By Lise Alves, Senior Contributing Reporter

RIO DE JANEIRO, BRAZIL – Inflation is at an ‘appropriate and comfortable’ level says Brazil’s Monetary Policy Committee (Copom), which last week decided to keep the country’s benchmark interest rate, the Selic, at 6.5 percent per year, a historical minimum.

Brazil,Brazil's Monetary Policy Committee (COPOM) decided to keep benchmark interest rates the same in February
Brazil’s Monetary Policy Committee (COPOM) decided to keep benchmark interest rates the same in February, photo by Beto Nociti/BCB.

“Everyone agreed that the current environment recommends maintaining greater flexibility in conducting monetary policy, which implies refraining from providing indications of its next steps,” read the statement issued on Tuesday by the committee.

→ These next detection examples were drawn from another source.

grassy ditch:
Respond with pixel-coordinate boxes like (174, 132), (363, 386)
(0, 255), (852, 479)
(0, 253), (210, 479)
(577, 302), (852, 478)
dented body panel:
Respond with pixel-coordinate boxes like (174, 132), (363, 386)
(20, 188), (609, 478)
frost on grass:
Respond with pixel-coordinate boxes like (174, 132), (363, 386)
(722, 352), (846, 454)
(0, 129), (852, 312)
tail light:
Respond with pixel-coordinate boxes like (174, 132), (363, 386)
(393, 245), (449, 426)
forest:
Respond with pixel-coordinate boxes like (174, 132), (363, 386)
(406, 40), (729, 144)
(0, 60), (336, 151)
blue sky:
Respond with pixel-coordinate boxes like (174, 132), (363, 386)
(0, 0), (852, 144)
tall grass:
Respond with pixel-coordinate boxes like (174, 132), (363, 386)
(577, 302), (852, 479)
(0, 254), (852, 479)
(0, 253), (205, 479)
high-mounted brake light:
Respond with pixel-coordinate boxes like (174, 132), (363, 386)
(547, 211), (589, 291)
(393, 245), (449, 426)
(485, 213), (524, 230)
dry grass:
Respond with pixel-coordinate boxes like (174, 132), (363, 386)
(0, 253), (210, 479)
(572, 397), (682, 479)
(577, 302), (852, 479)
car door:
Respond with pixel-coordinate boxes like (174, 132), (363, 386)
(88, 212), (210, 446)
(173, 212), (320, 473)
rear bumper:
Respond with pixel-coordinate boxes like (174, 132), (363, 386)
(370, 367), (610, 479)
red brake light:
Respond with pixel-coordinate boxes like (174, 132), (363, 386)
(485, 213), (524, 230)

The members of the Copom reinforced the importance of emphasizing the commitment to conduct monetary policy in order to keep the inflation path ‘in line with the established targets’.

According to the committee, in the domestic scenario, the high level of idleness of the Brazilian economy may cause inflation to fall below expectations.

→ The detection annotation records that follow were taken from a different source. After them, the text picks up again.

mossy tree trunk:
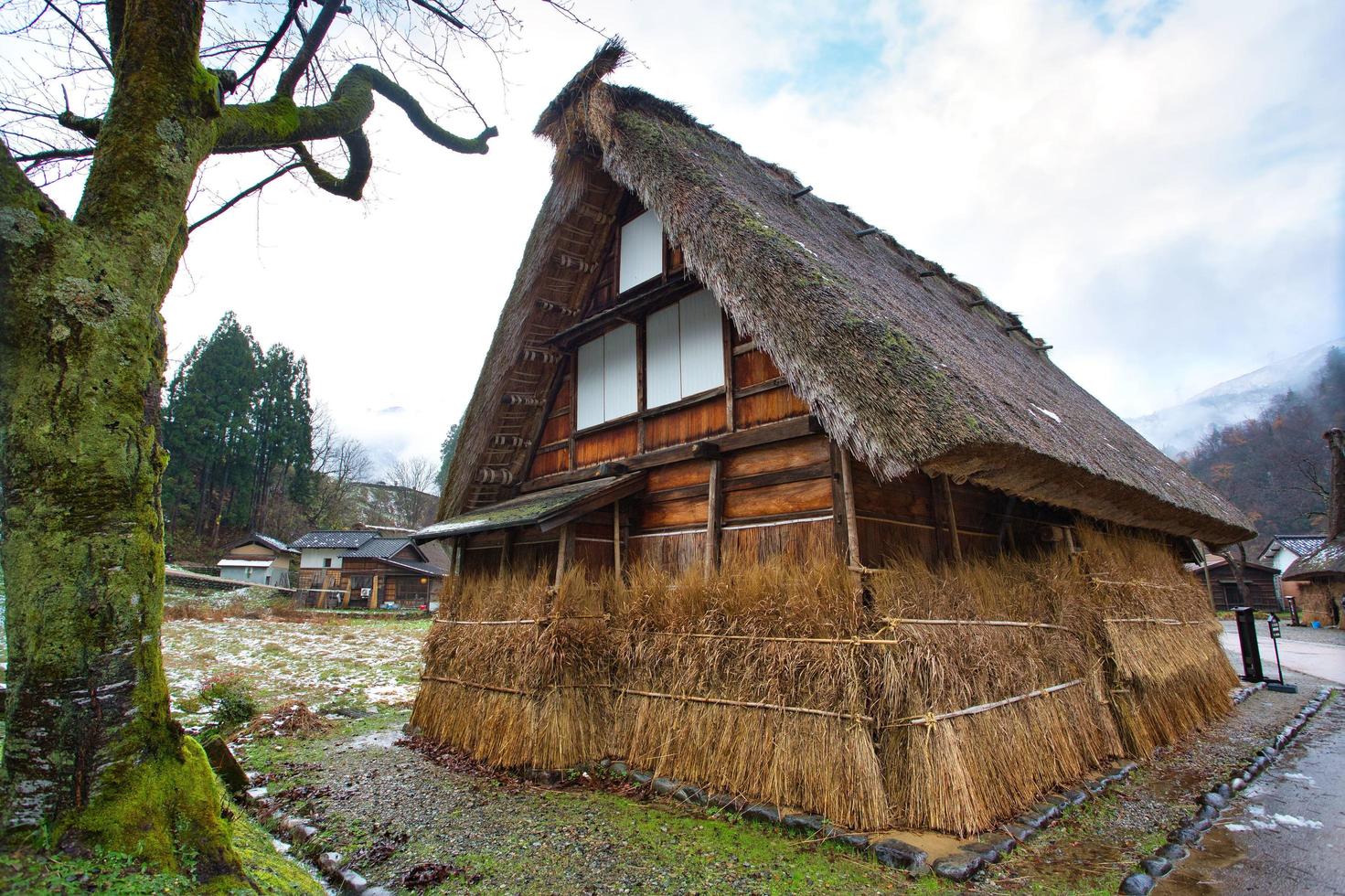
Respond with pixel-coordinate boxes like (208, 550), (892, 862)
(0, 0), (494, 877)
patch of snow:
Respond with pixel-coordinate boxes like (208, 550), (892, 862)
(1276, 813), (1322, 830)
(1028, 402), (1060, 422)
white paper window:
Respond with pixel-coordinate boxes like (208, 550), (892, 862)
(617, 211), (663, 292)
(574, 325), (637, 429)
(645, 305), (682, 408)
(645, 289), (723, 408)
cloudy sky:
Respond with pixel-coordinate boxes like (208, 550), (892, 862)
(139, 0), (1345, 473)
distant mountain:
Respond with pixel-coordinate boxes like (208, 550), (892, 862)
(349, 482), (439, 528)
(1126, 339), (1345, 457)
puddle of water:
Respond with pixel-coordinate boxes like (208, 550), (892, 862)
(345, 728), (402, 750)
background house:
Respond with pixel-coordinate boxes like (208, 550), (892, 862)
(1186, 554), (1280, 611)
(1256, 534), (1326, 599)
(294, 530), (445, 608)
(215, 531), (299, 588)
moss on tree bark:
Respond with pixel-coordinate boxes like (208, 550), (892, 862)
(0, 0), (495, 885)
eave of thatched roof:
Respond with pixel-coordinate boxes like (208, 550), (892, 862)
(1282, 536), (1345, 581)
(411, 472), (645, 542)
(441, 45), (1254, 545)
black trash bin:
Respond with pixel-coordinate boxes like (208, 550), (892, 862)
(1233, 607), (1265, 682)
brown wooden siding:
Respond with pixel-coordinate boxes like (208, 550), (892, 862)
(720, 519), (835, 564)
(723, 477), (831, 519)
(733, 348), (780, 389)
(733, 386), (808, 429)
(539, 408), (571, 445)
(574, 422), (639, 467)
(628, 531), (705, 571)
(645, 394), (728, 451)
(645, 460), (710, 493)
(528, 444), (571, 479)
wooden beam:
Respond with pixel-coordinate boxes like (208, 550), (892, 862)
(612, 497), (622, 580)
(840, 448), (863, 566)
(519, 417), (823, 494)
(705, 457), (723, 577)
(939, 474), (962, 564)
(537, 475), (645, 531)
(720, 308), (737, 432)
(556, 523), (574, 588)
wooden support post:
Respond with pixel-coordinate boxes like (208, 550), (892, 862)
(939, 474), (962, 564)
(996, 496), (1019, 554)
(705, 457), (723, 577)
(840, 448), (863, 566)
(612, 499), (622, 580)
(556, 523), (574, 588)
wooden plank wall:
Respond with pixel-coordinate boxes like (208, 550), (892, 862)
(629, 434), (834, 569)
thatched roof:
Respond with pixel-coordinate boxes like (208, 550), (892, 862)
(440, 43), (1254, 545)
(1283, 536), (1345, 581)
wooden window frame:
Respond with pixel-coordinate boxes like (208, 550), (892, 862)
(572, 286), (733, 438)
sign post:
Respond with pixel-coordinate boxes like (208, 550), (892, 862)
(1265, 613), (1298, 694)
(1233, 607), (1265, 684)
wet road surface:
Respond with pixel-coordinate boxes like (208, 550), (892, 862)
(1154, 691), (1345, 896)
(1220, 622), (1345, 685)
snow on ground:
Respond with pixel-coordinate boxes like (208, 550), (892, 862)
(163, 617), (429, 720)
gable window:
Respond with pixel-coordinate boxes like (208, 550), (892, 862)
(616, 211), (663, 292)
(645, 289), (723, 408)
(574, 325), (639, 429)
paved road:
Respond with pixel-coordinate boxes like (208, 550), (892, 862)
(1220, 622), (1345, 685)
(1154, 693), (1345, 896)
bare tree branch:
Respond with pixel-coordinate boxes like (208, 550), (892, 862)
(187, 162), (304, 233)
(294, 131), (374, 202)
(276, 0), (345, 97)
(43, 0), (112, 71)
(215, 65), (499, 155)
(238, 0), (299, 94)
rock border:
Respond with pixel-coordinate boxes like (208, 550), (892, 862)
(242, 775), (393, 896)
(583, 759), (1137, 881)
(1117, 682), (1339, 896)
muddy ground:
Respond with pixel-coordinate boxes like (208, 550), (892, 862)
(242, 672), (1316, 893)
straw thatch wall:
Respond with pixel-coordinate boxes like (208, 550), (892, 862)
(413, 528), (1234, 834)
(440, 43), (1253, 545)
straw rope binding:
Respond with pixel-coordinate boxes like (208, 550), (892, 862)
(883, 678), (1084, 728)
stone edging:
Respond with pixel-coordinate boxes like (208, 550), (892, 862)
(1120, 682), (1333, 896)
(583, 759), (1137, 881)
(242, 787), (393, 896)
(1233, 681), (1265, 707)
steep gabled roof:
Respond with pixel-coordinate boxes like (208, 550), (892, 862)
(439, 43), (1254, 545)
(1283, 536), (1345, 581)
(220, 531), (299, 554)
(291, 528), (378, 550)
(1262, 536), (1326, 557)
(342, 539), (425, 560)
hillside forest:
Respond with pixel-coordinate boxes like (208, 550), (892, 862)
(1182, 348), (1345, 548)
(163, 312), (456, 561)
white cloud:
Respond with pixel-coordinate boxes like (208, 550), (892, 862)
(152, 0), (1345, 468)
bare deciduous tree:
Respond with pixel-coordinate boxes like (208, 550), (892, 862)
(0, 0), (600, 880)
(388, 457), (439, 528)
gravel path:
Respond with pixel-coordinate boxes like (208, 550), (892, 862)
(249, 728), (905, 893)
(975, 676), (1325, 893)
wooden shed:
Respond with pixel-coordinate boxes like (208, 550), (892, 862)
(1285, 429), (1345, 628)
(413, 43), (1254, 831)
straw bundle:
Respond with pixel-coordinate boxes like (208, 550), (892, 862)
(612, 556), (888, 828)
(411, 569), (612, 768)
(1079, 526), (1237, 756)
(871, 559), (1120, 834)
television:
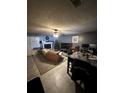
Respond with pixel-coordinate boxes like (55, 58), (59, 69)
(44, 44), (52, 49)
(82, 44), (89, 48)
(43, 42), (53, 49)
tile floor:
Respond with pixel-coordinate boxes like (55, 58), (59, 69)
(27, 54), (85, 93)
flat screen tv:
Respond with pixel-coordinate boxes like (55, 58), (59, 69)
(44, 44), (52, 49)
(82, 44), (89, 48)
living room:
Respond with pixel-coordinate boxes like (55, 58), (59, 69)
(27, 0), (97, 93)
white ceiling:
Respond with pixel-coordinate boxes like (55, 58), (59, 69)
(27, 0), (97, 34)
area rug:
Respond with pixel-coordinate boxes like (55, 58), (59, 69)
(33, 54), (64, 75)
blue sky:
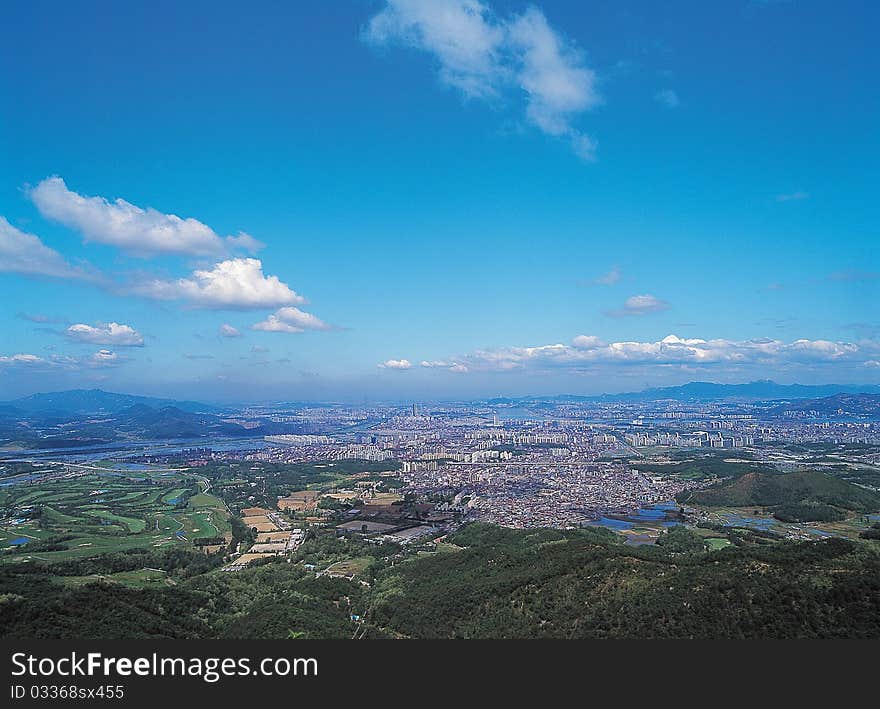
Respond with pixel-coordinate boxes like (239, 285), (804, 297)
(0, 0), (880, 400)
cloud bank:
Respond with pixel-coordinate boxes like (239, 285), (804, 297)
(364, 0), (601, 160)
(65, 322), (144, 347)
(28, 176), (261, 257)
(394, 335), (880, 372)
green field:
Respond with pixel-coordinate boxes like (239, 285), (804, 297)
(0, 466), (231, 563)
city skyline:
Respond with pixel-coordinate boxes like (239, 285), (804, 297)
(0, 0), (880, 401)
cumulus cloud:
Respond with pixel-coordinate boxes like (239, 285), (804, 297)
(606, 295), (669, 318)
(0, 217), (97, 281)
(421, 360), (469, 374)
(65, 322), (144, 347)
(0, 354), (45, 366)
(377, 359), (412, 370)
(364, 0), (600, 160)
(86, 350), (123, 369)
(251, 307), (333, 333)
(28, 176), (261, 257)
(127, 258), (306, 310)
(423, 335), (880, 371)
(217, 323), (241, 337)
(654, 89), (681, 108)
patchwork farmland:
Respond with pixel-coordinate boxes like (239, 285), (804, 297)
(0, 469), (232, 563)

On the other hand, Copom members stated that the frustration due to possible delays in approving much-needed reforms by the current administration may raise inflation during the second semester.

Regarding the external scenario, the Copom assessed that there is ‘some risk for inflation in Brazil’ due to the risks associated with a slowdown in the global economy as well as various uncertainties, such as trade disputes and Brexit.

The document also noted that the rising interest rates in countries such as the United States could lead to the exit of investors from emerging nations, such as Brazil, to invest in US bonds.
 
Last week, for the seventh time in a row, the Copom maintained the benchmark interest rates of the economy. The unanimous decision, however, was already expected by market analysts.